So geht es nun im Gefängnisbus zum 1,5 km entfernten Gangodawila-Gericht.
In der Schnellgericht- „Abstellkammer“ müssen wir (PaulFrank) bestätigen, dass wir die komplette „Rechtsprechung“ unseres Falles anerkennen, da er nur so abgeschlossen werden kann! Danach frage ich den Richter, ob ich noch etwas persönliches vorbringen dürfe (zum Schrecken des Anwalts) und als dieser bejaht: „Sir, ich möchte sie fragen ob ihnen bewusst ist, dass dieser Polizist (2 Meter neben mir – der mit dem Prügel auf Pauls Kopf…) sie mehrmals belogen hat – das letzte Mal als sie ihn bei der letzten Verhandlung am 5. Dezember fragten ob meine Freundin noch im Lager sei.“ Ich verstehe natürlich nicht was der Richter mit dem Polizisten spricht, aber er scheint ihn wirklich damit zu konfrontieren, weil dieser sich kleinlaut zu verteidigen scheint – und als der Richter sich wieder mir zuwendet setze ich fort: „Sir, ich sage ihnen dies nicht weil ich ihn wegen der dreisten Gefühllosigkeit seinen Mitmenschen gegenüber verurteile – sein Hass ist schon selbstzerstörend genug – ich sage es ihnen, da ich während dieses Albtraumes, den meine Freundin und ich in den letzten dreieinhalb Monaten in ihrem einzigartig schönen, kleinen Land erleben mussten, immer wieder mal auch herzlich mitfühlende Menschen treffen durfte, die versuchten gerecht und fair zu sein – die aber durch unehrliche Menschen denen sie vertrauten, sei es gewollt oder ungewollt, leider ein Werkzeug der Korruption und damit natürlich auch selbst unglaubwürdig wurden! So kann man sicher schwerlich einen weiteren materiellen und geistigen Verfall aufhalten. Da sie auch ein herzlicher und mitfühlender Mensch zu sein scheinen, wünsche ich ihnen, dass sie kein solches Werkzeug zu sein brauchen.“
Der Polizist versteht es natürlich nicht – denn es ist auch wieder kein Dolmetscher da! Er würde es sowieso nicht verstehen, da Hass und Angst ja bekanntlich blind machen – Augen und Verstand – blind für das Gute und für Not!

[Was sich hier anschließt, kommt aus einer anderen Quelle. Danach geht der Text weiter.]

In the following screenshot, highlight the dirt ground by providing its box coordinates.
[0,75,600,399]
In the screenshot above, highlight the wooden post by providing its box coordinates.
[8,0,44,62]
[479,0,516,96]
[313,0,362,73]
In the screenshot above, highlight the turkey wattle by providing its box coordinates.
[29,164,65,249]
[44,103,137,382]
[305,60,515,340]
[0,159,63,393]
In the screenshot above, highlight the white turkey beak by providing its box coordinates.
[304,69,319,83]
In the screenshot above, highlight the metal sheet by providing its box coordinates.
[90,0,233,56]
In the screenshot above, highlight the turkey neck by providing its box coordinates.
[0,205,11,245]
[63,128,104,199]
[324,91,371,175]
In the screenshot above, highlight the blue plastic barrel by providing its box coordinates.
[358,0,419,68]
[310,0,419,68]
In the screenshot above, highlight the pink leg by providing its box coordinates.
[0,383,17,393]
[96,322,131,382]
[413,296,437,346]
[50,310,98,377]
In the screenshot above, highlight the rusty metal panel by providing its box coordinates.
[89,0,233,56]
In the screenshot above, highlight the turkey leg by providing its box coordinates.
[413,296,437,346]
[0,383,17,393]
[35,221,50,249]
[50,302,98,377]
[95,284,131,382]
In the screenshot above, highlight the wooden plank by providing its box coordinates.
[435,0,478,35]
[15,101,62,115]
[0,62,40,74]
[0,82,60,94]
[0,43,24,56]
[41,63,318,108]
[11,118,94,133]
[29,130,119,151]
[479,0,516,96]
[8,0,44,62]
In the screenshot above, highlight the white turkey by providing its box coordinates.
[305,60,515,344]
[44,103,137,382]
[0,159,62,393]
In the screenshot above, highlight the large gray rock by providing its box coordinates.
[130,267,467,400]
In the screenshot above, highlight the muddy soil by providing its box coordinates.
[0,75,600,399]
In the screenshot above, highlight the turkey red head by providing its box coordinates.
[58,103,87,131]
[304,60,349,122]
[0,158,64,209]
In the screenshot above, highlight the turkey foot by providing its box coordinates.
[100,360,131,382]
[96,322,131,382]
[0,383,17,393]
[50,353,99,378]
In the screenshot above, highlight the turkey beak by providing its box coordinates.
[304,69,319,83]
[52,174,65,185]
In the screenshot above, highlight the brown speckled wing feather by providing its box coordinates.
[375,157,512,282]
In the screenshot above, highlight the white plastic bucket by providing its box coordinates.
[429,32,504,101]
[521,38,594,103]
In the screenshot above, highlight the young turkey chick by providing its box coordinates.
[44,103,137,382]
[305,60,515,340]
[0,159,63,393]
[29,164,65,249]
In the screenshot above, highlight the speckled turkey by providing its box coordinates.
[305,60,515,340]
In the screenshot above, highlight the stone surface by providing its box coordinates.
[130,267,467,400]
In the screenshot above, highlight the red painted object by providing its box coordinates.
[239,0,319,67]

Unser Anwalt ist fassungslos wegen meiner Worte – denn so dreist-korrupt und geldgierig man hier auch ist, die Angst vor der (ehemals) gewaltig-korrupten Polizei und Justiz ist immer noch übermächtig. Doch der Richter hat mich wohl verstanden/gespürt – er lässt uns (Paul/Frank) gehen.
Er scheint wohl nicht, im Gegensatz zu vielen anderen Sri-Lankesen, einen „arroganten und geilen (weil ein junges Mädchen verführenden) Ketzer“ in mir sehen zu wollen/müssen! Nachdem ich mich vom Richter per Handschlag dankend verabschiede (hätte ihn gerne umarmt aber er ist, vielleicht zum Glück nicht aufgestanden) und der Anwalt (immer noch geschockt wegen meiner für ihn Dummdreistigkeit) verächtlich meint er würde in den nächsten Tagen wegen der Bezahlung im Lager vorbeischauen, geht es, mit der Vorfreude auf meine baldige Freiheit (Abschiebung nach Deutschland – da ich einen deutschen Reisepass habe), im Gefängnisbus zurück zum nahen Abschiebelager.


Zurück im Lager heißt es für mich jetzt hoffen, dass meine Abschiebepapiere (wie vom Richter versprochen) spätestens am nächsten Tag bei der Migrationsbehörde sind.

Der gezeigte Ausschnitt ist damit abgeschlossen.